As they pressed deeper into the ancient forest, the journey transformed.

Each of Dugu Bo's children, guided carefully by the Elders, began to experience real battles for the first time — no longer just sparring or exercises, but life-and-death clashes with Spirit Beasts appropriate to their level.

Under the watchful eyes of their elders, they fought, bled, learned, and grew.

Their formations became tighter.

Their trust in each other deepened.

They moved, ate, fought, and slept with the unspoken cohesion of a unit forged by shared struggle.

By the time they neared their true destination, they were no longer merely a group of gifted youths.

They were becoming a family in more than blood — bound by fire and battle.

And then they reached it.

The outer edge of the domain where only the most ancient and terrifying Spirit Beasts roamed — those whose cultivation ages soared to 100,000 years and beyond.

Beasts whose very presence distorted the natural flow of Spirit Energy around them.

The forest grew unnaturally quiet as they approached.

The trees thickened, their roots and branches gnarled with age, glowing faintly with ambient Spirit Power.

The air itself felt heavier, thicker, like they were walking into the lungs of some slumbering god.

It was then that they saw it.

Floating above a sun-dappled clearing, radiant and terrible, was a creature beyond anything they had ever faced.

A massive butterfly, its wings easily spanning dozens of meters, each one shimmering with impossible hues — gold, silver, violet, emerald, all blending in hypnotic patterns that seemed to twist reality itself.

But it wasn't just its beauty that staggered them.

The pressure it radiated was overwhelming — an ocean of Spirit Energy so vast that it pressed down on their bodies like a physical force.

Xin stumbled first, his face draining of color.

The moment the butterfly turned its gaze toward them, a direct beam of Spirit Power crashed into his senses like a hammer.

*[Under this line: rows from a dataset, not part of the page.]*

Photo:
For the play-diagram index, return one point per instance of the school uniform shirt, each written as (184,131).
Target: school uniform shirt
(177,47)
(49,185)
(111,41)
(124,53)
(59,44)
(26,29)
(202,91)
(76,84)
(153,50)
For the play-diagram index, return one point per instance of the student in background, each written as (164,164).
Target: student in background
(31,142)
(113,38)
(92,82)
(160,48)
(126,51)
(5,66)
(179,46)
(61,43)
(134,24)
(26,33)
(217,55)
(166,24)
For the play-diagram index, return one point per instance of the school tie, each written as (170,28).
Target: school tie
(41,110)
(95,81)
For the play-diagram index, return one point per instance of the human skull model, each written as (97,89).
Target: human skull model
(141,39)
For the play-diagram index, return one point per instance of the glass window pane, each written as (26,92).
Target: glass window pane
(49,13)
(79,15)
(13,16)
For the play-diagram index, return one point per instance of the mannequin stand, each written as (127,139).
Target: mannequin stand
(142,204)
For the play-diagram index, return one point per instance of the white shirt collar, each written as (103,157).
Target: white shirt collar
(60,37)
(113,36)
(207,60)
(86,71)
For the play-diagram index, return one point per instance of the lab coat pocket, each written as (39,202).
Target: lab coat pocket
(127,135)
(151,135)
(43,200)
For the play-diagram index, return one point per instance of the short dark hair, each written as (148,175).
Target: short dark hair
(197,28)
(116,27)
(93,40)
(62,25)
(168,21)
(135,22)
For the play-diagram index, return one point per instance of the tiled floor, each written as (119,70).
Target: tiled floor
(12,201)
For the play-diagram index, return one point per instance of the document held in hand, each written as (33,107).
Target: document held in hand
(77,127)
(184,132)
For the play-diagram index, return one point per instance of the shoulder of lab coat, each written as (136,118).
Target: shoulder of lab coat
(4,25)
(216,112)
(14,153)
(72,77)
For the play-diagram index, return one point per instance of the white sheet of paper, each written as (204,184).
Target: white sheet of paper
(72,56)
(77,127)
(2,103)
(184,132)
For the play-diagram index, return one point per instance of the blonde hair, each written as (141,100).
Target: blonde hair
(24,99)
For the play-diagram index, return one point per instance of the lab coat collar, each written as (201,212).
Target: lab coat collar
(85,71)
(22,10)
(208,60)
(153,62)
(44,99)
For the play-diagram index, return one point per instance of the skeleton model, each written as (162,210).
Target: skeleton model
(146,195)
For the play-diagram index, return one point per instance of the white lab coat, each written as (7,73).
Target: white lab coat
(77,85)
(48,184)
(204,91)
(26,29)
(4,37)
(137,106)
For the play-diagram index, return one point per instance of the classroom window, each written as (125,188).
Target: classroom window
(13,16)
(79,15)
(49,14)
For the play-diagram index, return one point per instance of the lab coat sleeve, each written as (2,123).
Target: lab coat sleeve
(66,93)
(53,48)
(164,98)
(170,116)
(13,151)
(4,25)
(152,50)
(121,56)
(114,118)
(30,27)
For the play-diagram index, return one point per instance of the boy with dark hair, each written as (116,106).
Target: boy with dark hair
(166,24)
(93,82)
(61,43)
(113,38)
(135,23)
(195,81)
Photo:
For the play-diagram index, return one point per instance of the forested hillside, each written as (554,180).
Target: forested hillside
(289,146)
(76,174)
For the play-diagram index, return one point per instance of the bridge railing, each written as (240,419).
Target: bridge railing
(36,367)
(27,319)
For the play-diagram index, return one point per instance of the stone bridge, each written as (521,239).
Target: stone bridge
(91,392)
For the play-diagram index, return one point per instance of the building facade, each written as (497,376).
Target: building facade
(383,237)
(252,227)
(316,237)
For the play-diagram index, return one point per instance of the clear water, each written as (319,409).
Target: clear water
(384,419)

He barely managed to turn aside before he doubled over and vomited violently onto the ground, his body reacting instinctively to the sensory overload.

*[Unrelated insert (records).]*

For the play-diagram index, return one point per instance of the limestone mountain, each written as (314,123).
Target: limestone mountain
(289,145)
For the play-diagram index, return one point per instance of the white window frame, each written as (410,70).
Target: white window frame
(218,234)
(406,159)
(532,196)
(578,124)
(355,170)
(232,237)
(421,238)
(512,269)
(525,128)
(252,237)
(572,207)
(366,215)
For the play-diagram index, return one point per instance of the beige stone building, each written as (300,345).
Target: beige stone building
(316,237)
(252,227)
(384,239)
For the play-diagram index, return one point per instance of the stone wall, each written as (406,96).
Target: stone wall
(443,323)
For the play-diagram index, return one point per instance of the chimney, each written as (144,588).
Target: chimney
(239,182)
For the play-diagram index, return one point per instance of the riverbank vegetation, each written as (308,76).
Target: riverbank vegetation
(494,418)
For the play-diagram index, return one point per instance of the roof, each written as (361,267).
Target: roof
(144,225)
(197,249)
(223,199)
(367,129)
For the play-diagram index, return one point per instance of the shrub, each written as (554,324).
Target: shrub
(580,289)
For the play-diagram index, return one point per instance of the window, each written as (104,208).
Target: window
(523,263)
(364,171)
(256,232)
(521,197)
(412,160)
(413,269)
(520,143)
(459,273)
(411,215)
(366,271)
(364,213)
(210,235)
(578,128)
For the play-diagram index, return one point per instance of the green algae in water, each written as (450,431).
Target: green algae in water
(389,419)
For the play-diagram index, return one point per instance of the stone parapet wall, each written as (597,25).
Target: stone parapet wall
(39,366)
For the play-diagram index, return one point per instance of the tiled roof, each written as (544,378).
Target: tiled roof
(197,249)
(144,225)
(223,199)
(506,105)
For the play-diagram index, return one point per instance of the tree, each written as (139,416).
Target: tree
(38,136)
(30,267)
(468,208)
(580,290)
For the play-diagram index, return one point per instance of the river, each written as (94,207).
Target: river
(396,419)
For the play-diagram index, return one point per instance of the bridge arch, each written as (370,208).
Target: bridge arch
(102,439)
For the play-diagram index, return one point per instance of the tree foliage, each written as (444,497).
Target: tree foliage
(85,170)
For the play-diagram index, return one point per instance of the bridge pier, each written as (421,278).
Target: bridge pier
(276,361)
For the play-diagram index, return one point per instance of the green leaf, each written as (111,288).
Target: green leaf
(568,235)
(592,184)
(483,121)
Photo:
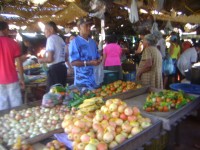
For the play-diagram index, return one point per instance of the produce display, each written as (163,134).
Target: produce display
(105,128)
(28,123)
(165,100)
(55,145)
(91,104)
(116,87)
(32,66)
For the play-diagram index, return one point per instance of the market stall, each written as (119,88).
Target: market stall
(54,120)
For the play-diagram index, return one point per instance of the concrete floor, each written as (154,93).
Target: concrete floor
(189,134)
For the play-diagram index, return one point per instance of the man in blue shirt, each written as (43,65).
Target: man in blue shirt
(83,55)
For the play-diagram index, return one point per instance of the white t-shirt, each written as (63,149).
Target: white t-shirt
(56,44)
(186,59)
(161,43)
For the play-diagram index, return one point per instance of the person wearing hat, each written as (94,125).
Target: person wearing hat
(188,58)
(55,56)
(10,92)
(149,71)
(83,55)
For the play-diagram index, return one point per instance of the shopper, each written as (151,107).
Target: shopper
(55,56)
(83,55)
(70,69)
(187,58)
(112,53)
(10,92)
(174,52)
(161,44)
(149,71)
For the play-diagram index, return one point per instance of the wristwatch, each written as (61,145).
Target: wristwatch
(85,63)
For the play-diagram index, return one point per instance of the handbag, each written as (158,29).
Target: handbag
(168,66)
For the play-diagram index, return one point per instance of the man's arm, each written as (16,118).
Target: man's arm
(21,71)
(47,59)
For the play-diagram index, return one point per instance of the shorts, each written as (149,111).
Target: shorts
(10,95)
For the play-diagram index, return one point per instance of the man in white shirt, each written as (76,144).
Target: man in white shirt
(187,58)
(55,50)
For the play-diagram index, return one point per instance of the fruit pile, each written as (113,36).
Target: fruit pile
(32,66)
(165,100)
(91,104)
(55,145)
(107,127)
(28,123)
(116,87)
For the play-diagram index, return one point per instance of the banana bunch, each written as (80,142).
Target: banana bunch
(91,104)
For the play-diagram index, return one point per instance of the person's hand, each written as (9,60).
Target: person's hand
(95,62)
(22,84)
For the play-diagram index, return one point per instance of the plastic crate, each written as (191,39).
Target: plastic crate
(110,76)
(130,76)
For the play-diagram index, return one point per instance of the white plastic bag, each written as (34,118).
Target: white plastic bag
(99,74)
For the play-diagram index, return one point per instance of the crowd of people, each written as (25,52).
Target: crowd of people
(78,56)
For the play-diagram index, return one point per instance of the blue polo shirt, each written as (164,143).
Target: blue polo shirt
(83,50)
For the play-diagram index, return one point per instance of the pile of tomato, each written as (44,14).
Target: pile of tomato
(165,100)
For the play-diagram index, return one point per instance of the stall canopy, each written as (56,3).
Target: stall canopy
(117,12)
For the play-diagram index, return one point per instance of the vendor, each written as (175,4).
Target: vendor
(187,58)
(149,71)
(83,55)
(55,56)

Even Dugu Bo's expression tightened slightly, his muscles tensing, Spirit Power instinctively rising to shield the younger ones.

It was at that moment that a voice echoed across the clearing — a voice smooth, genderless, and filled with an ancient, weary disdain.

"Humans..."

The butterfly's wings beat once, and the forest trembled under the pressure.

The trees bent, as if bowing in submission.

This was not an ordinary Spirit Beast.

This was an ancient monarch, a being who had transcended simple survival and claimed its domain.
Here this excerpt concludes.